Tralasciando quella più famosa di Stendhal davanti alle opere artistiche nel suo Gran tour italiano, la sensazione è che quel magico effetto che si ha di fronte a un’opera che sia d’arte, letteraria o musicale o semplicemente un bel panorama, sia stato anestetizzato dall’urgenza di far sapere al mondo che quell’opera è stata vista, ascoltata, letta, come se fosse più importante avere riconoscimento e approvazione che provare una reale emozione.
Il prezzo da pagare è però perderne il significato e il reale valore che questo aveva per se.
Galimberti paventa, soprattutto per i cosiddetti nativi digitali, un analfabetismo emotivo di ritorno che li riporti a uno stato primitivo del pensiero, dovuto principalmente alla difficoltà di vivere il mondo reale, sostituito ormai da quello virtuale.
Quanto siamo persi noi delle generazioni precedenti quando non abbiamo connessione o per dimenticanza abbiamo lascito a casa il nostro device?
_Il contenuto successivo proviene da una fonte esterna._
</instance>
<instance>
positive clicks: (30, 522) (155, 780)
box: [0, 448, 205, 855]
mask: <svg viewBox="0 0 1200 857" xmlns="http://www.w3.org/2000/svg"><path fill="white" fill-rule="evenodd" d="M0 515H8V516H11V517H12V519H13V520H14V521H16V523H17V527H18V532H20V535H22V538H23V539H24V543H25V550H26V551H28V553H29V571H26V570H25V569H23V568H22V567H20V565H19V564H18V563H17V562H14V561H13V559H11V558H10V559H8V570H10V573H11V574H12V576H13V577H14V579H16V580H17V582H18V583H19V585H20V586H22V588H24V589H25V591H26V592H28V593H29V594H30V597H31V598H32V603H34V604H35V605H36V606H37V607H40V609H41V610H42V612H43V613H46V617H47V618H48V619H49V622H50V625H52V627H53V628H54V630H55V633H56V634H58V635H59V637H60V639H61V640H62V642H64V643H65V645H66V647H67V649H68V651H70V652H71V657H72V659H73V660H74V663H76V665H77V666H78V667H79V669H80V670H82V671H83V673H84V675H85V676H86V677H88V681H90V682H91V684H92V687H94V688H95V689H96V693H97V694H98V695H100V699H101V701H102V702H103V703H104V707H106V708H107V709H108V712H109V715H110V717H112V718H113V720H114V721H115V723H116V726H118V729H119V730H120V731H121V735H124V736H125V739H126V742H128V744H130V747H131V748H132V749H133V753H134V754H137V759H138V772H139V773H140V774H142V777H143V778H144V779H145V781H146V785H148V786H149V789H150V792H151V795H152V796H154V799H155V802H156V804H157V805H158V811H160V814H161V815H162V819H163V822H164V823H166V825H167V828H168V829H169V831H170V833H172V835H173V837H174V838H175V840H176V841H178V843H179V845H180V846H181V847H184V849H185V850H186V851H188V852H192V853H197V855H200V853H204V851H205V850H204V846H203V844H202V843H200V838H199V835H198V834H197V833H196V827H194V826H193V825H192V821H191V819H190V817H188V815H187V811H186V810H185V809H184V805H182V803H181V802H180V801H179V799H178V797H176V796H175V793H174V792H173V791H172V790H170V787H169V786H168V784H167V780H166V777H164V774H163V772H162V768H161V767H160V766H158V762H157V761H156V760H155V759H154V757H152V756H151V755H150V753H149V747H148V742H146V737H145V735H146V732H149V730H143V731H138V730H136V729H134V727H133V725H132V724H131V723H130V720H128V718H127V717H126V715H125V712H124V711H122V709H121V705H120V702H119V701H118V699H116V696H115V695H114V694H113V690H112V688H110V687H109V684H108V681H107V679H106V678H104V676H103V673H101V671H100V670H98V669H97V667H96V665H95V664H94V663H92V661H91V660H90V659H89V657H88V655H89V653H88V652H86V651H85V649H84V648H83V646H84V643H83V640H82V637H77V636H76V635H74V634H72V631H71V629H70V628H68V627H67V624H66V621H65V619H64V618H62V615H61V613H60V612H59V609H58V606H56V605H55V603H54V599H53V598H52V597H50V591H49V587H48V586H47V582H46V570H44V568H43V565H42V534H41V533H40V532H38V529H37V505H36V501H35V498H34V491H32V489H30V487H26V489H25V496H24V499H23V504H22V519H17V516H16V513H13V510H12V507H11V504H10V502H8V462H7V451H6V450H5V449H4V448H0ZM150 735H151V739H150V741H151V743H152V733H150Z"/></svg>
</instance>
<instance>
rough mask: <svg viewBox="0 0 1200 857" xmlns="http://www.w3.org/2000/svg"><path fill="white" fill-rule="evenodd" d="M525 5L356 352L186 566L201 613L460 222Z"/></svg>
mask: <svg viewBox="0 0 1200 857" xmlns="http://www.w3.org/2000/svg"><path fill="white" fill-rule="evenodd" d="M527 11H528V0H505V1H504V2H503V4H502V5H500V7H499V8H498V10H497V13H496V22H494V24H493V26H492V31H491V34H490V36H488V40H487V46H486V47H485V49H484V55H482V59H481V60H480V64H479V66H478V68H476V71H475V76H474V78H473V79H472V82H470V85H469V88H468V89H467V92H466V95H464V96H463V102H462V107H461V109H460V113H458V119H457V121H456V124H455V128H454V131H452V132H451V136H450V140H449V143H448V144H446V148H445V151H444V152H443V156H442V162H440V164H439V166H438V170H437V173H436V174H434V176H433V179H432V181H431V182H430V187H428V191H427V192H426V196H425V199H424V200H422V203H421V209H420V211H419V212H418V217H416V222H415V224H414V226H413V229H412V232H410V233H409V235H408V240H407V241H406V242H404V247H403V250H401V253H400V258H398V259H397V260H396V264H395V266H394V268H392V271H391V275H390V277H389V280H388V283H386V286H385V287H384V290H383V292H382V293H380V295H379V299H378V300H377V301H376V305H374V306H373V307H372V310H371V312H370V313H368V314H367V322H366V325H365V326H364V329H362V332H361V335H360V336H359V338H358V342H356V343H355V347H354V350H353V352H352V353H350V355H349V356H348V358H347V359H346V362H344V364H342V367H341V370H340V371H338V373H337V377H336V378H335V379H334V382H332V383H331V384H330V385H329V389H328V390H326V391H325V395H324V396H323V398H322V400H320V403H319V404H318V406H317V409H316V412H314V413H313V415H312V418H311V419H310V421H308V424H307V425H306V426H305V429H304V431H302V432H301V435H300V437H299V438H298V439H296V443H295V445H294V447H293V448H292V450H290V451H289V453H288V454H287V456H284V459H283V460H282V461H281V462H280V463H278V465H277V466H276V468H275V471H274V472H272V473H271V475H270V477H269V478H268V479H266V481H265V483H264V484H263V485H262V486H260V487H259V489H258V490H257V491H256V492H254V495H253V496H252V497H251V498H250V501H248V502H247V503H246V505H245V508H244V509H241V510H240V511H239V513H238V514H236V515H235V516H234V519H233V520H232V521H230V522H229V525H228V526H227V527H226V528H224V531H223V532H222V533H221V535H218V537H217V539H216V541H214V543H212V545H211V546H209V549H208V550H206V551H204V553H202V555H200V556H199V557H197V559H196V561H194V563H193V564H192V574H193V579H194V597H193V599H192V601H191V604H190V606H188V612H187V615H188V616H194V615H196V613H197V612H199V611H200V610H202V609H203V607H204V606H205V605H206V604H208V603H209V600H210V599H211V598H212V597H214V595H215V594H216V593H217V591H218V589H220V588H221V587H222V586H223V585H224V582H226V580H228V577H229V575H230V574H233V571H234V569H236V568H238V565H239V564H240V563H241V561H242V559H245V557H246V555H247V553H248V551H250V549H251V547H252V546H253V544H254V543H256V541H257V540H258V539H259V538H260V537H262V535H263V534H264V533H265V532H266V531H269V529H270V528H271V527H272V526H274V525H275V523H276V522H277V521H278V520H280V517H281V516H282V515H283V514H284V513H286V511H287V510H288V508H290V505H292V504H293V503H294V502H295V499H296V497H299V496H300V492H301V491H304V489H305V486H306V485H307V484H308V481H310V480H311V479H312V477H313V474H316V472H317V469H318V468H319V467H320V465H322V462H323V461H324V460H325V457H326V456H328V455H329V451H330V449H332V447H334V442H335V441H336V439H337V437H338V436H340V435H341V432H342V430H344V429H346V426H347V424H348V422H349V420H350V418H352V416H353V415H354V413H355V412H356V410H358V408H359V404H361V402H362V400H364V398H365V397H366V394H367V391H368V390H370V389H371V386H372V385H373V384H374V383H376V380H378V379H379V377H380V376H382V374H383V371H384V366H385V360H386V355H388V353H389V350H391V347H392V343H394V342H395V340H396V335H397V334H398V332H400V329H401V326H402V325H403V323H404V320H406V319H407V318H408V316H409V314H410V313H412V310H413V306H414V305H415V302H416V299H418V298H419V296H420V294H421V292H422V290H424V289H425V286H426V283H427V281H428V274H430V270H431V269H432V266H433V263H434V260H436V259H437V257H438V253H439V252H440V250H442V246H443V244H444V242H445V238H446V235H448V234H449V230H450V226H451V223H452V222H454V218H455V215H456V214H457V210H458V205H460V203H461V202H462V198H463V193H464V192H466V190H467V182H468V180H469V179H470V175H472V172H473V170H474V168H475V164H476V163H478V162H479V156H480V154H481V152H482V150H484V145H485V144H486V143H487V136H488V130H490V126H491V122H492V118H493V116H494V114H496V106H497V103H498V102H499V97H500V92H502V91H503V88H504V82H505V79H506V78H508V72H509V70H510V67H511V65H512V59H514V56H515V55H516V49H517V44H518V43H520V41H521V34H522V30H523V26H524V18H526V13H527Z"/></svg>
Si pensi allora quale è il rischio per i nativi digitali, ormai incapaci di avere un’alternativa, quando si trovano catapultati in quel mondo reale dove le regole di ingaggio sono a loro sconosciute.
Lungi da demonizzare le nuove tecnologie, Galimberti mette però in guardia dal rischio, i cui effetti iniziano a manifestarsi, di una società futura di persone rinchiuse nelle loro case a contare i like ricevuti da sconosciuti che abitano dall’altra parte del globo, a esprimersi con emoticon, ma che sono incapaci di relazionarsi e di veicolare il proprio sentire con il proprio congiunto, collega, vicino di casa.